Микула шагнул навстречу несчастному и впервые с начала посещения стал виден отчетливо и ясно. Никто теперь не назвал бы юродивым молодого красавца, одетого в сверкающие белизной одежды. Глаза Микулы полыхнули огнем, он поднял руку открытой ладонью вперед и с брезгливым презрением отдал команду:

– На место, червяк!

Иван рухнул в кресло, как подкошенный, и глухо застонал, обхватив голову руками.

– Не плачь, Иванушка, не отчаивайся, – с горестным состраданием сказал Микула. – Ты, главное, старайся, и Господь поможет…

Иван отнял руки от мокрого лица и будничным голосом спросил:

– Может быть, убить меня, а Микула? Чего со мной возиться? Всем только лучше станет…

– А пекла не боишься?

– Боюсь. Так ведь все равно туда иду… ну, чуть пораньше, а людям полегчает…

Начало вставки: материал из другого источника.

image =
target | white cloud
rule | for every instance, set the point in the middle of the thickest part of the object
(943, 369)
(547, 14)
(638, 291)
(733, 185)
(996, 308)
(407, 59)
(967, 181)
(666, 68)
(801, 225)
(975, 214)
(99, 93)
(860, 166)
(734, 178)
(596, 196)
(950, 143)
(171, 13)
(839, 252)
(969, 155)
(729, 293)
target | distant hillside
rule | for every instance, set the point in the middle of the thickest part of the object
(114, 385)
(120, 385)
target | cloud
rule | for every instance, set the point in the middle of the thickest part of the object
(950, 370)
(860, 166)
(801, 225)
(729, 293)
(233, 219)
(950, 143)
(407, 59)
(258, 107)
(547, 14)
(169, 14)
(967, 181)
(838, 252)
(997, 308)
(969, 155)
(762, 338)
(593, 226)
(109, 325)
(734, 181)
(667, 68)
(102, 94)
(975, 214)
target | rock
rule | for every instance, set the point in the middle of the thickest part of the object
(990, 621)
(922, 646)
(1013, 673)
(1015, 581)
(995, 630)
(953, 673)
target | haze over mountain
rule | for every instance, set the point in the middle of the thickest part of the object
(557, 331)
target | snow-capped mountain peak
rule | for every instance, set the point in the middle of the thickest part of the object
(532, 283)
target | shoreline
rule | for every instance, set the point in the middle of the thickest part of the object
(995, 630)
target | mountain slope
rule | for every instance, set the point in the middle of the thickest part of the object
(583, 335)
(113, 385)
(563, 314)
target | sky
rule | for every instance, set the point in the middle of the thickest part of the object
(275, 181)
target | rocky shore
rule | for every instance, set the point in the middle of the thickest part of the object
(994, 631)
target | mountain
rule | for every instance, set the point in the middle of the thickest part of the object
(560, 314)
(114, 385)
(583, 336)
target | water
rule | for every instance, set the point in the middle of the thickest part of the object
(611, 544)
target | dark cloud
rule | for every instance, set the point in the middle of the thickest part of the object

– Не полегчает, Иванушка, в том-то и дело. Исправить все, что ты наворотил, невозможно, это так. Но только вот любит тебя Господь и не хочет твоей гибели. Да и силы в тебе – немерено, жалко впустую потратить; и царем ты можешь очень хорошим быть… был же когда-то, помнишь? А покаяние, вот только что, у тебя было настоящим. Немного, самую малость, но было! Это когда ты о людях подумал, а не о себе. Встает блудный сын, встает, не хочет больше валяться со свиньями. Вставай, Иванушка.

– Постараюсь, – без надежды в голосе сказал Иван. – Микула… ты вот червяка моего, проклятого, на место послал. Значит, слушается он тебя?

– Пусть только попробует не послушаться! – усмехнулся Микула.